Considering IOP regulation by melatonin, circadian rhythms, and opposite melatonin/dopamine circadian levels in the eye; the results of heteromer expression in both a cell model of eye-related hypertension, namely 59HCE cells treated with a TRPV4 agonist, and the human eye (from IOP normotensive and hypertensive individuals) were relevant. They provided evidence of a correlation between heteromer D₃R–MT₁R and D₃R–MT₂R complex disruption and elevated IOP. Despite the few studies addressing GPCR heteromer expression in disease, often the results are quite relevant. On the one hand, they provide the basis for confirming whether the heteromer is expressed or not and, accordingly, whether the heteromer may be a therapeutic target. On the other hand, the differential functionality may lead to understanding of the consequences, at the signaling level, of the maintenance or the disassembly of heteroreceptor complexes. This will provide reliable information on the pathophysiology and factors affecting the course of the disease.
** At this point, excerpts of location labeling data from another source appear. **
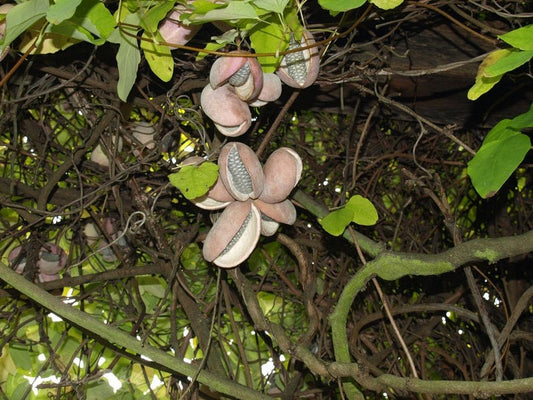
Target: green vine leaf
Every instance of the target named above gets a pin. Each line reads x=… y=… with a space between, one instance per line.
x=194 y=181
x=21 y=17
x=151 y=18
x=511 y=61
x=364 y=212
x=276 y=6
x=386 y=4
x=336 y=221
x=484 y=82
x=158 y=56
x=340 y=5
x=519 y=38
x=358 y=209
x=500 y=154
x=234 y=11
x=62 y=10
x=128 y=55
x=269 y=38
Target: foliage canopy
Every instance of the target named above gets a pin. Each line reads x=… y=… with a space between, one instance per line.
x=363 y=296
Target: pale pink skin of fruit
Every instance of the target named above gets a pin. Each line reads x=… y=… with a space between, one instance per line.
x=283 y=163
x=271 y=91
x=225 y=67
x=313 y=64
x=226 y=110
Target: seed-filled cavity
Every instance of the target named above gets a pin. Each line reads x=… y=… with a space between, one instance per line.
x=239 y=78
x=296 y=63
x=238 y=235
x=241 y=180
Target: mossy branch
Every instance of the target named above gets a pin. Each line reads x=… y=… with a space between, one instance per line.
x=122 y=340
x=395 y=265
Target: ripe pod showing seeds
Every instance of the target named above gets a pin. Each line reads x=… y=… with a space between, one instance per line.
x=241 y=171
x=300 y=69
x=234 y=235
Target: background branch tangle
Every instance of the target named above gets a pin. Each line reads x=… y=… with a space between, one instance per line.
x=297 y=319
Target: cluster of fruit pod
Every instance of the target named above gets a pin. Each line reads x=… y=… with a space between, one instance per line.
x=253 y=198
x=237 y=82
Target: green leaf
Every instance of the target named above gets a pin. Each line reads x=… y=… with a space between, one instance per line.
x=495 y=161
x=21 y=17
x=128 y=55
x=483 y=82
x=212 y=46
x=62 y=10
x=276 y=6
x=269 y=38
x=512 y=61
x=203 y=6
x=340 y=5
x=336 y=221
x=195 y=180
x=94 y=16
x=518 y=123
x=364 y=212
x=386 y=4
x=501 y=153
x=22 y=357
x=150 y=20
x=158 y=56
x=234 y=11
x=521 y=38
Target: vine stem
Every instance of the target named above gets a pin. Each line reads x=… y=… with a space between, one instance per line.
x=386 y=307
x=130 y=346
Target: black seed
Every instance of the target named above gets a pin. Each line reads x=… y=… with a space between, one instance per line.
x=239 y=78
x=241 y=179
x=238 y=235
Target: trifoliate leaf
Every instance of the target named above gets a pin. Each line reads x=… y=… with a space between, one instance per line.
x=363 y=211
x=336 y=221
x=484 y=82
x=158 y=56
x=502 y=151
x=195 y=180
x=520 y=38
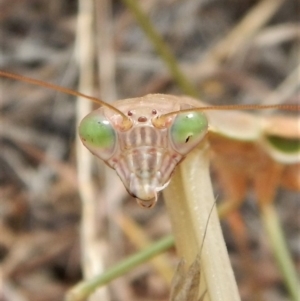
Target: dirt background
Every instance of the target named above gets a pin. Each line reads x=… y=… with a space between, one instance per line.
x=40 y=207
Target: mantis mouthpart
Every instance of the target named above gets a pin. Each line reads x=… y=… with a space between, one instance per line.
x=144 y=139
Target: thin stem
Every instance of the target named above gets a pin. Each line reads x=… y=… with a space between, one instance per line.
x=276 y=236
x=83 y=289
x=162 y=48
x=189 y=200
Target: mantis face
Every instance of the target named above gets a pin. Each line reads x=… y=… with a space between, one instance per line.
x=146 y=154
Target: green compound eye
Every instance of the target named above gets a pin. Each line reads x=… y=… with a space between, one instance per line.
x=187 y=130
x=98 y=135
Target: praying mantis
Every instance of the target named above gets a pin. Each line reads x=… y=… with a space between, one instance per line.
x=144 y=139
x=226 y=128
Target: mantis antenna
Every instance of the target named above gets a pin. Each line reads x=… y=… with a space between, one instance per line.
x=127 y=123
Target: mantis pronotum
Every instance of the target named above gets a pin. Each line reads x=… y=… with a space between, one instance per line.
x=145 y=138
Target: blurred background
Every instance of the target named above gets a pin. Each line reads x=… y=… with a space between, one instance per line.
x=41 y=205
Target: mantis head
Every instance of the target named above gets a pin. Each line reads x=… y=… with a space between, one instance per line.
x=144 y=155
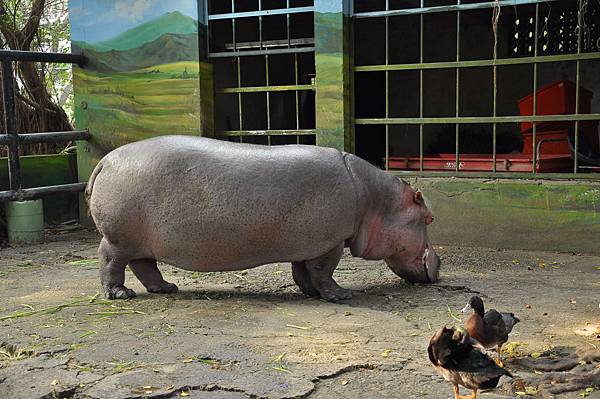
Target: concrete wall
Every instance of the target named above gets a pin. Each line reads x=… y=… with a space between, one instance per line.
x=524 y=214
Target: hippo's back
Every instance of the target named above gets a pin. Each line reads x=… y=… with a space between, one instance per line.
x=205 y=204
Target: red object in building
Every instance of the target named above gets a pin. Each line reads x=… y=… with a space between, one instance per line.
x=483 y=163
x=553 y=142
x=555 y=99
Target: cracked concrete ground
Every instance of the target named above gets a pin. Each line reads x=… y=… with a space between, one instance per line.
x=252 y=334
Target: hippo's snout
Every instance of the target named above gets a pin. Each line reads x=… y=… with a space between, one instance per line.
x=431 y=262
x=422 y=269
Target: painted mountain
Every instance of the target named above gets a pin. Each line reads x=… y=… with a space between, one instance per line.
x=172 y=37
x=141 y=83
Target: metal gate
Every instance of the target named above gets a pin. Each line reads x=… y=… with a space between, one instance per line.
x=456 y=53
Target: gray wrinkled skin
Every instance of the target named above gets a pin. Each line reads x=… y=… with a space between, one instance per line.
x=210 y=205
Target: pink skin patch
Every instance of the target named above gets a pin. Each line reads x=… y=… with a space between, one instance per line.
x=372 y=235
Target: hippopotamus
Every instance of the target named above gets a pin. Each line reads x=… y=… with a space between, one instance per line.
x=210 y=205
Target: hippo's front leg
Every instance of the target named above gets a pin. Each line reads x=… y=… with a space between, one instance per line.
x=147 y=272
x=112 y=272
x=321 y=270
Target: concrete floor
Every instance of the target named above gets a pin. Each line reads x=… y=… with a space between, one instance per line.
x=251 y=334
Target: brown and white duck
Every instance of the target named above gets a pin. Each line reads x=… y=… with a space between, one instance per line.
x=455 y=357
x=491 y=328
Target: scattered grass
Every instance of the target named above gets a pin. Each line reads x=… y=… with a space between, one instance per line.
x=13 y=352
x=119 y=366
x=278 y=363
x=84 y=262
x=297 y=327
x=112 y=310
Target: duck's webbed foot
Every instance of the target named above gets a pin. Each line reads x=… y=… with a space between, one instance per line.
x=457 y=394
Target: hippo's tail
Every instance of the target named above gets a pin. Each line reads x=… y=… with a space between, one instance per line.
x=90 y=186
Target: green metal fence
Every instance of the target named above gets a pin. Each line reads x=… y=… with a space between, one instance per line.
x=232 y=28
x=387 y=9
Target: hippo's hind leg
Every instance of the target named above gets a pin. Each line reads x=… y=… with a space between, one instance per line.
x=321 y=272
x=147 y=272
x=112 y=272
x=302 y=279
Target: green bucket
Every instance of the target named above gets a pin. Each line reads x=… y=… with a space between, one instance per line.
x=25 y=222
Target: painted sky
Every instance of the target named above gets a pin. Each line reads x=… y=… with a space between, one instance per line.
x=97 y=20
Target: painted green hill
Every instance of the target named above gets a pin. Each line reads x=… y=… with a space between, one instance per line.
x=168 y=48
x=169 y=23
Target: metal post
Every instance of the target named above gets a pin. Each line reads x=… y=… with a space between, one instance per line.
x=387 y=88
x=10 y=122
x=577 y=77
x=421 y=91
x=268 y=99
x=534 y=157
x=457 y=99
x=495 y=20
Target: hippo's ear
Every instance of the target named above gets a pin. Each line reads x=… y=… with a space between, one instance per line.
x=418 y=198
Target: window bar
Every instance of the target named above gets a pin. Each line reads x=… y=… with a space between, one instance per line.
x=534 y=159
x=387 y=89
x=577 y=77
x=457 y=99
x=238 y=69
x=260 y=25
x=287 y=5
x=421 y=91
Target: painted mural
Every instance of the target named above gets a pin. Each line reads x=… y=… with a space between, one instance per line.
x=143 y=73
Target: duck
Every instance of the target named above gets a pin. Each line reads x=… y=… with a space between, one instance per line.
x=456 y=358
x=490 y=329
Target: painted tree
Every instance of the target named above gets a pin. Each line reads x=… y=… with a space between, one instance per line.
x=42 y=90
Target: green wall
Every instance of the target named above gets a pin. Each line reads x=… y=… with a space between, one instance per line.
x=524 y=214
x=48 y=170
x=333 y=74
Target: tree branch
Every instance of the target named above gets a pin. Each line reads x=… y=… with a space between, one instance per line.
x=29 y=30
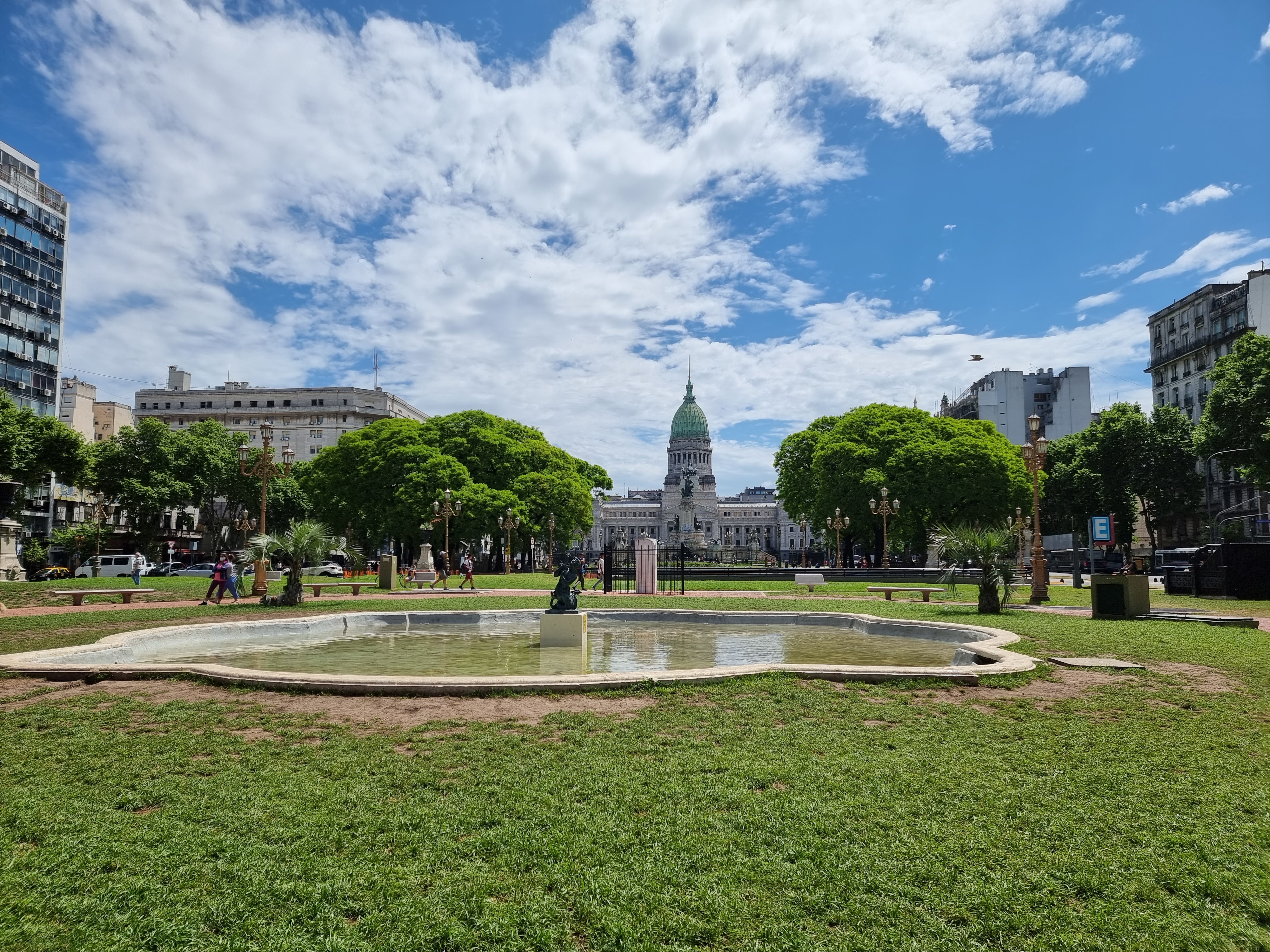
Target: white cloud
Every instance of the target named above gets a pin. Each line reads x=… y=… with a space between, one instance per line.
x=1216 y=252
x=535 y=238
x=1098 y=300
x=1238 y=274
x=1118 y=270
x=1201 y=196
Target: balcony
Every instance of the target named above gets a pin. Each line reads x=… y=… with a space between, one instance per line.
x=1201 y=341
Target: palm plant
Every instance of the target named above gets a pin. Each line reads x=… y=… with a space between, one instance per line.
x=990 y=550
x=307 y=541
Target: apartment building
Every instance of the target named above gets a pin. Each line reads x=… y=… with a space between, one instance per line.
x=1009 y=398
x=1187 y=340
x=305 y=420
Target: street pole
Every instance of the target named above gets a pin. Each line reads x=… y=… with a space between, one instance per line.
x=838 y=524
x=1034 y=459
x=887 y=508
x=265 y=470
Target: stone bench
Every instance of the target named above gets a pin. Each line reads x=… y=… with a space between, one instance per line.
x=78 y=595
x=888 y=590
x=356 y=586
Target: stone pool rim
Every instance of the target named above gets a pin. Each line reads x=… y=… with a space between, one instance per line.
x=982 y=642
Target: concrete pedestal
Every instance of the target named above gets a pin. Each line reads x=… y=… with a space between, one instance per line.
x=646 y=567
x=563 y=630
x=11 y=531
x=388 y=573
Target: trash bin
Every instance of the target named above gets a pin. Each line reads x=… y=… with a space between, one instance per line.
x=1121 y=596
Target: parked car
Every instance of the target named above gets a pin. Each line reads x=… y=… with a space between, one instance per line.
x=204 y=569
x=51 y=573
x=112 y=568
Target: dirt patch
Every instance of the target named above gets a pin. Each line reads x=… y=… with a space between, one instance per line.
x=1206 y=681
x=380 y=713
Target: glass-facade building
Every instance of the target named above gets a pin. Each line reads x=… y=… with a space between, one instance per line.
x=34 y=220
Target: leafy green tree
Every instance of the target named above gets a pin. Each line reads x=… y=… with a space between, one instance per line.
x=991 y=550
x=305 y=541
x=1238 y=412
x=1123 y=464
x=942 y=470
x=140 y=470
x=34 y=446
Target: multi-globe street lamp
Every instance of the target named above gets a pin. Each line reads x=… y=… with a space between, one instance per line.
x=838 y=524
x=887 y=508
x=446 y=512
x=265 y=470
x=1034 y=459
x=507 y=525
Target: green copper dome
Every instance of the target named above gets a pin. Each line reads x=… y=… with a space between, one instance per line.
x=690 y=422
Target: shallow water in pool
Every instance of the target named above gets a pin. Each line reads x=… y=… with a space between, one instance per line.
x=510 y=648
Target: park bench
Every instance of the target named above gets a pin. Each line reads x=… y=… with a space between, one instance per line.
x=888 y=590
x=356 y=586
x=78 y=595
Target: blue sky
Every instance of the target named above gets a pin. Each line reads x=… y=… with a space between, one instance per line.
x=547 y=210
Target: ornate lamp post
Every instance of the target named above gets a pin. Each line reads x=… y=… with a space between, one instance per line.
x=1019 y=525
x=244 y=525
x=507 y=525
x=446 y=512
x=1034 y=459
x=838 y=524
x=265 y=470
x=887 y=508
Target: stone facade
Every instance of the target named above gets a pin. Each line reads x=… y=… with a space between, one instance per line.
x=735 y=522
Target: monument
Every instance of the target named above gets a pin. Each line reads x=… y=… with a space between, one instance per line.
x=563 y=625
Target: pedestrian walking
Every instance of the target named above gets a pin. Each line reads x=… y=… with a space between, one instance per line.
x=468 y=567
x=443 y=564
x=232 y=577
x=220 y=579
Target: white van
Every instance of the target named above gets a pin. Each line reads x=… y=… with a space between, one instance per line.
x=112 y=568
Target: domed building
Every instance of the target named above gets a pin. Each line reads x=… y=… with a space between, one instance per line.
x=727 y=521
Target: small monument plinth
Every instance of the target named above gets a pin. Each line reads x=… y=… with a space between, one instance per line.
x=563 y=625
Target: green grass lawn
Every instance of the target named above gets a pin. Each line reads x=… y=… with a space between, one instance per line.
x=759 y=814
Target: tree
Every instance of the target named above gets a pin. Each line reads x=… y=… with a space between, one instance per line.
x=305 y=541
x=990 y=550
x=34 y=446
x=139 y=469
x=1238 y=412
x=1123 y=464
x=942 y=470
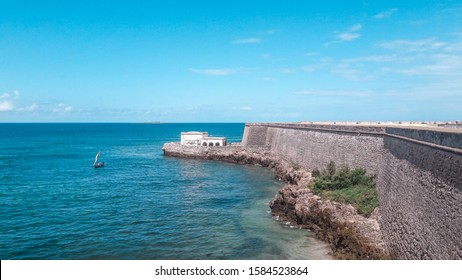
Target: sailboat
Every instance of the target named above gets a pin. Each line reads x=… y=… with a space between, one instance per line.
x=97 y=164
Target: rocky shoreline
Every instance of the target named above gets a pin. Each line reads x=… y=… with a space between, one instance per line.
x=350 y=235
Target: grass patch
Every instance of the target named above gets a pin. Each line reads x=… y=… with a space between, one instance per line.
x=345 y=185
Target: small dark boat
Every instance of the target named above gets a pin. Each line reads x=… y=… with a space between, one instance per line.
x=97 y=164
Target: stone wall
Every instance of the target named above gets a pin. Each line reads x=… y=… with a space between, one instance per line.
x=419 y=177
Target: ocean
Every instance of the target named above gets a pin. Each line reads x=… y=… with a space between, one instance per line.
x=141 y=205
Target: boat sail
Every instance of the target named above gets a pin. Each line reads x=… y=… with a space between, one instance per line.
x=97 y=164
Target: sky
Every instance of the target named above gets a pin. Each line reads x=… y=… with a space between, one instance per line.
x=230 y=61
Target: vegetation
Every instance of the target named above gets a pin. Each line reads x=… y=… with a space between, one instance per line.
x=345 y=185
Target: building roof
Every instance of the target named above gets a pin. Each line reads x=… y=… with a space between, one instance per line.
x=194 y=133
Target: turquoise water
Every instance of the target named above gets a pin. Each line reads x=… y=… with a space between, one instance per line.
x=141 y=205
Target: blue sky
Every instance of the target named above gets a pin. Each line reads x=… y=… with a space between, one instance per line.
x=230 y=61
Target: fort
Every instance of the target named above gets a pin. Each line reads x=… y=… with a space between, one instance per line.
x=418 y=169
Based on our results, we think that future directions should include interventions assaying IOP after infusions in the eye of a combination of melatonin and either D₃R agonists or antagonists at different times of the day in wild type animals and in a glaucoma animal model, such as the aged DBA/2J mice [61,62]. From the results of such analysis, a potential therapy would arise for the assessment of the hypertensive eye.